The move is the first step in the Public Interest Test ordered by regulator Ofcom on the proposed changes, which the BBC said would be published in the spring.
The BBC is now proposing that all programmes be made available initially for at least 12 months, with complete series box-sets for selected titles for returning series to be made available for longer, along with more archive content.
The BBC also said it would “continue to look at” the amount of content it commissions specifically for iPlayer as viewing habits evolve, even if it makes “very few programmes” for iPlayer only currently.
The public broadcaster wants to be able to show all past episodes from previous series of returning series for drama and comedy shows such as Doctor Who, as well as BBC archive material for 12 months “or potentially longer”, which it says is “in line with market norms”.
The BBC said it would remain constrained about how it put new programmes on iPlayer by the terms of its business framework and the rights obtained from independent producers, as well as by having to compete with other broadcasters and VOD providers for the rights to put content on the service.
The consultation will run from today until February 15. The BBC says in its document that it is proposing the changes because it “must adapt to reflect the expectations and demands of licence fee payers”, with BBC iPlayer increasingly becoming “the front door to the BBC’s content offer” for viewers.
The broadcaster said that the current limit of 30 days for catch-up content “needs to be improved to match the expectations and needs of our audiences” and that it risked “becoming irrelevant” if it failed to adapt.
The corporation also provided a reminder that Ofcom had itself called on the broadcaster to “find new ways of reaching younger people that suit and reflect their viewing…habits” in its first Annual Report on the BBC as regulator.
The BBC said that the consultation would “give stakeholders an opportunity to comment before the BBC carries out a Public Interest Test”.
The broadcaster said that other UK players such as ITV, Channel 4 and Channel 5 had already taken steps to improve their on-demand offerings, with ITV planning an SVOD service alongside improvements to ITV Hub and Channel 4 making a wide range of box-sets available on its service.
Charlotte Moore, director, BBC Content said: “We know that in the future BBC iPlayer will be the main way many people will want to watch the BBC. It already is for many younger viewers.

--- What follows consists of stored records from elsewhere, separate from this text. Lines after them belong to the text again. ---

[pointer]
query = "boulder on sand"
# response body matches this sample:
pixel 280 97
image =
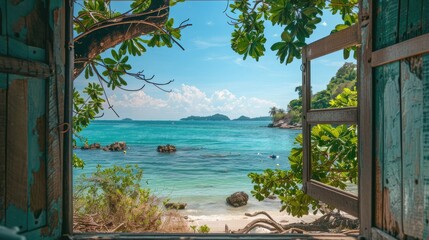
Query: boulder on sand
pixel 115 147
pixel 178 206
pixel 90 146
pixel 237 199
pixel 167 148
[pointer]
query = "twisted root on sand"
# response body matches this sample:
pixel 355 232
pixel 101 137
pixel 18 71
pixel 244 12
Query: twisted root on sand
pixel 332 222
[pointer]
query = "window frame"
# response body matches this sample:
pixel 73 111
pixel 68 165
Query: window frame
pixel 340 40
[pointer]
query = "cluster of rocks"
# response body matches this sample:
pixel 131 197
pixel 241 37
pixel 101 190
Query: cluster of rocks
pixel 114 147
pixel 166 148
pixel 237 199
pixel 90 146
pixel 283 124
pixel 177 206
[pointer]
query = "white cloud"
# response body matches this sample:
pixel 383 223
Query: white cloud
pixel 190 100
pixel 137 100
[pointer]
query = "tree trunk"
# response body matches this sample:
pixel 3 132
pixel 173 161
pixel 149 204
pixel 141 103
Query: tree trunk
pixel 108 34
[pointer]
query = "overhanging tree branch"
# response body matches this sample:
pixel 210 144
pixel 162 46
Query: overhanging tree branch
pixel 107 34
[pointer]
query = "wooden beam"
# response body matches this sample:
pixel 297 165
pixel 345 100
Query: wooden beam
pixel 24 67
pixel 415 46
pixel 342 39
pixel 3 112
pixel 342 200
pixel 17 154
pixel 332 116
pixel 365 120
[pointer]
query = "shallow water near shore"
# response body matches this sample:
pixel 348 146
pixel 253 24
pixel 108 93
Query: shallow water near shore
pixel 212 160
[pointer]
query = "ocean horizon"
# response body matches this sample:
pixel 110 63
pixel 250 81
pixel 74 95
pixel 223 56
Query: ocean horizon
pixel 212 160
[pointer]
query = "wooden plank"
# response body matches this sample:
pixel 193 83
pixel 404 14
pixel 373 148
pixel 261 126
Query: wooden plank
pixel 412 124
pixel 377 234
pixel 306 128
pixel 403 20
pixel 425 141
pixel 24 67
pixel 332 116
pixel 414 23
pixel 16 155
pixel 416 46
pixel 337 41
pixel 3 114
pixel 392 199
pixel 425 17
pixel 344 201
pixel 365 122
pixel 379 83
pixel 37 153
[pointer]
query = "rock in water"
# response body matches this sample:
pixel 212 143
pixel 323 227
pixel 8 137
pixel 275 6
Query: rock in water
pixel 167 148
pixel 116 147
pixel 178 206
pixel 237 199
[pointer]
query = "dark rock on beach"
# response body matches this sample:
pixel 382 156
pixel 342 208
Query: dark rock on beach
pixel 90 146
pixel 116 147
pixel 166 149
pixel 237 199
pixel 178 206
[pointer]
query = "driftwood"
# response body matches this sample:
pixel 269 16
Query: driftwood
pixel 331 222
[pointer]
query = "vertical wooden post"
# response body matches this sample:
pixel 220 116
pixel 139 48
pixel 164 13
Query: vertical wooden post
pixel 68 148
pixel 365 124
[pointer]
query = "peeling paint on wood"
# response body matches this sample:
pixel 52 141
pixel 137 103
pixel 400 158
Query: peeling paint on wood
pixel 379 83
pixel 412 123
pixel 37 153
pixel 3 108
pixel 425 143
pixel 392 179
pixel 16 158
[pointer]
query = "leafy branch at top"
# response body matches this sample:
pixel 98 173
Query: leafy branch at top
pixel 298 19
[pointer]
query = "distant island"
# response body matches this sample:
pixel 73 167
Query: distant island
pixel 221 117
pixel 244 118
pixel 216 117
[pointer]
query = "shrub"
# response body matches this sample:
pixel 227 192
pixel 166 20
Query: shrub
pixel 112 199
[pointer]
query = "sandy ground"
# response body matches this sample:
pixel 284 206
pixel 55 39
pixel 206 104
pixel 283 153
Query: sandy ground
pixel 238 221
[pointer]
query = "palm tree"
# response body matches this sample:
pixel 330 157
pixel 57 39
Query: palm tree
pixel 273 111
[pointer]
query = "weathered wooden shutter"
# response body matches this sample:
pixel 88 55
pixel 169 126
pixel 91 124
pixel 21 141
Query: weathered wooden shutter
pixel 32 66
pixel 311 117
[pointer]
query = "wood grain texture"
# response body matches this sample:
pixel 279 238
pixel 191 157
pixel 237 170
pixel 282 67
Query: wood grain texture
pixel 392 167
pixel 16 155
pixel 412 124
pixel 425 143
pixel 334 42
pixel 365 123
pixel 414 23
pixel 3 114
pixel 37 153
pixel 379 83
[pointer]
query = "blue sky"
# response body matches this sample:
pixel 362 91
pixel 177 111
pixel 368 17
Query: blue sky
pixel 209 77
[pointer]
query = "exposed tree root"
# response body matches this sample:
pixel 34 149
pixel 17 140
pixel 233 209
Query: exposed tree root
pixel 331 222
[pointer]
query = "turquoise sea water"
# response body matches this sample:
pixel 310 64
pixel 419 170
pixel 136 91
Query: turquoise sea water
pixel 212 160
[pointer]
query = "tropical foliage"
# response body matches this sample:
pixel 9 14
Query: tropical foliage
pixel 334 162
pixel 106 40
pixel 114 197
pixel 297 18
pixel 344 78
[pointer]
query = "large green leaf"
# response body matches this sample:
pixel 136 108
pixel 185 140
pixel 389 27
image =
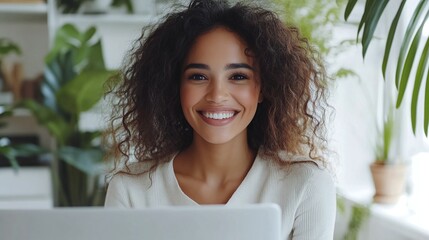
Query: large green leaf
pixel 7 47
pixel 83 92
pixel 371 23
pixel 423 63
pixel 408 65
pixel 390 37
pixel 426 106
pixel 409 34
pixel 46 117
pixel 349 8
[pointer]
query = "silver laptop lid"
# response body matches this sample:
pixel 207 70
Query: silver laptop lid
pixel 210 222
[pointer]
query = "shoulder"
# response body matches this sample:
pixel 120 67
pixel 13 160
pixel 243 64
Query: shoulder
pixel 301 175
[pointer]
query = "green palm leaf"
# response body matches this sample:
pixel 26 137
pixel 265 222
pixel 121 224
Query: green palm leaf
pixel 419 77
pixel 390 37
pixel 371 22
pixel 408 65
pixel 411 29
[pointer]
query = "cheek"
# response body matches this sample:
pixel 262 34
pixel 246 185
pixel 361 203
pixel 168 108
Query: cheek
pixel 188 97
pixel 249 96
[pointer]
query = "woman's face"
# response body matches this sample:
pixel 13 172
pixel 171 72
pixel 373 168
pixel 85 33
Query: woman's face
pixel 220 87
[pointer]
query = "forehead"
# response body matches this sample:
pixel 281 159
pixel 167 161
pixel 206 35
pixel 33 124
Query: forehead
pixel 219 44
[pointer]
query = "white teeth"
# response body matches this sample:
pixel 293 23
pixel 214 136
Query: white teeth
pixel 218 116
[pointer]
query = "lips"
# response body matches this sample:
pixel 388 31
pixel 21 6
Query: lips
pixel 218 115
pixel 218 118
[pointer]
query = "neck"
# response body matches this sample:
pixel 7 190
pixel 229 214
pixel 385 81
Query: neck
pixel 219 162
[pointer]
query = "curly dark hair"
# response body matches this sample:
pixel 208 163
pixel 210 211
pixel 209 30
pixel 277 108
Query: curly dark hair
pixel 148 122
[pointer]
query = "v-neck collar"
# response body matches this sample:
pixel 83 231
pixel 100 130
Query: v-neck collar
pixel 185 199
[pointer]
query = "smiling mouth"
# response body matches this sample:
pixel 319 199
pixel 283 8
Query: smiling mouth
pixel 218 115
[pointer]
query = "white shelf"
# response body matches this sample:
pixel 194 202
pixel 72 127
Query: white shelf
pixel 107 18
pixel 23 8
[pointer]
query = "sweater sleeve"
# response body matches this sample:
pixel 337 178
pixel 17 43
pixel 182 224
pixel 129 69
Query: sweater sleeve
pixel 315 215
pixel 116 195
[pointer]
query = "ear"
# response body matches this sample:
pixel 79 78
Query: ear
pixel 261 97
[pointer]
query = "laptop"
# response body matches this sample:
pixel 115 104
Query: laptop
pixel 206 222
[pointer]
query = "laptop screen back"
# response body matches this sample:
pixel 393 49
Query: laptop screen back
pixel 210 222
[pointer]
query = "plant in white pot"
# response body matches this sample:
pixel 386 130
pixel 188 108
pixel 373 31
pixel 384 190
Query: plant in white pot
pixel 73 83
pixel 388 171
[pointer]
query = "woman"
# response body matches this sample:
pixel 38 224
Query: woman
pixel 224 105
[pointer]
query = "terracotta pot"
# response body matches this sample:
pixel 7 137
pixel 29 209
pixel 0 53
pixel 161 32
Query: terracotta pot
pixel 389 182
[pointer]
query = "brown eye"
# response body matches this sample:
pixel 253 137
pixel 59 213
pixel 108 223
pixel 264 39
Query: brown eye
pixel 239 77
pixel 197 77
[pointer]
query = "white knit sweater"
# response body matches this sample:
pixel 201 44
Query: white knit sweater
pixel 304 192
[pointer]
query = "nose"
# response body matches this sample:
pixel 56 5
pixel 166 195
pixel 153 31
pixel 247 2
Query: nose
pixel 217 92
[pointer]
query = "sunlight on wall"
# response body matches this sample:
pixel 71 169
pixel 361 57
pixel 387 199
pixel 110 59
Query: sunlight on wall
pixel 418 190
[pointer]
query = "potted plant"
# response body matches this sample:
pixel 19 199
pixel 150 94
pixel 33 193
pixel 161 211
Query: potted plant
pixel 388 172
pixel 73 83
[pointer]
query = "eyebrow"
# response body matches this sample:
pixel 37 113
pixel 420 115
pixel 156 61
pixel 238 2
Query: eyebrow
pixel 227 67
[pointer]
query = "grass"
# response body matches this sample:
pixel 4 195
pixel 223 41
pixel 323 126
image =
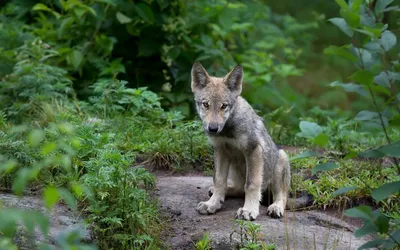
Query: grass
pixel 365 175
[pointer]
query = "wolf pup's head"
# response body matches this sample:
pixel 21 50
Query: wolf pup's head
pixel 215 96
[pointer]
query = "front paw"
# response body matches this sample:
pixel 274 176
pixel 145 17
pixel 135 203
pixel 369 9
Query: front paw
pixel 205 207
pixel 246 214
pixel 275 210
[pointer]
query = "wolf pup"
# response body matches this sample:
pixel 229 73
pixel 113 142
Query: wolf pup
pixel 247 162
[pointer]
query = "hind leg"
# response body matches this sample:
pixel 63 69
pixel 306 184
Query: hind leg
pixel 280 186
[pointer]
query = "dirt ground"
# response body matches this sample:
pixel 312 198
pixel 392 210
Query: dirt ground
pixel 179 196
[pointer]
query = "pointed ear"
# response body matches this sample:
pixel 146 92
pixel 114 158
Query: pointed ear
pixel 199 77
pixel 234 80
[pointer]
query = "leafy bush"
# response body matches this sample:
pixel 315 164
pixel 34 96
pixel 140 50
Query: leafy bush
pixel 375 77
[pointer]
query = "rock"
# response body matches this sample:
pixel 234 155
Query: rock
pixel 297 230
pixel 61 218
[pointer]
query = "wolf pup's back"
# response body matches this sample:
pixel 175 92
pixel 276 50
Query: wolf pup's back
pixel 246 160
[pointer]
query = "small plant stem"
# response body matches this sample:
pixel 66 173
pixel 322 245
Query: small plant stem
pixel 383 126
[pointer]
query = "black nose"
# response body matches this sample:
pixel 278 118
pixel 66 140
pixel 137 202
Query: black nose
pixel 213 128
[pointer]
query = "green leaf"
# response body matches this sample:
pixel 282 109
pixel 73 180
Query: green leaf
pixel 386 42
pixel 309 129
pixel 380 5
pixel 351 87
pixel 392 149
pixel 8 166
pixel 321 140
pixel 342 4
pixel 36 137
pixel 364 77
pixel 344 190
pixel 392 241
pixel 381 90
pixel 363 212
pixel 385 190
pixel 50 197
pixel 374 33
pixel 42 7
pixel 163 4
pixel 367 228
pixel 342 25
pixel 382 223
pixel 305 154
pixel 356 4
pixel 68 198
pixel 144 12
pixel 365 59
pixel 352 18
pixel 382 79
pixel 324 167
pixel 366 115
pixel 371 244
pixel 122 18
pixel 340 51
pixel 48 148
pixel 76 58
pixel 23 177
pixel 174 52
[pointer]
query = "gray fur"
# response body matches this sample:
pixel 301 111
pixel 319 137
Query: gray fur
pixel 246 159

These changes are about ensuring we continue to deliver value for money to licence fee payers – and meet expectations of viewers who want to watch full series whenever they choose to. It’s also important that regulation recognises that there should be a level playing field for public service broadcasters – to ensure British stories are being told for British audiences.”
In November Ofcom ordered the BBC to conduct a Public Interest Test on its planned changes to iPlayer, in a ruling that contradicted the pubcaster’s board’s own assessment of the impact of the proposed changes. The regulator presented a set of interim instructions on what the BBC could and could not do ahead of the Pubic Interest Test at the end of last year.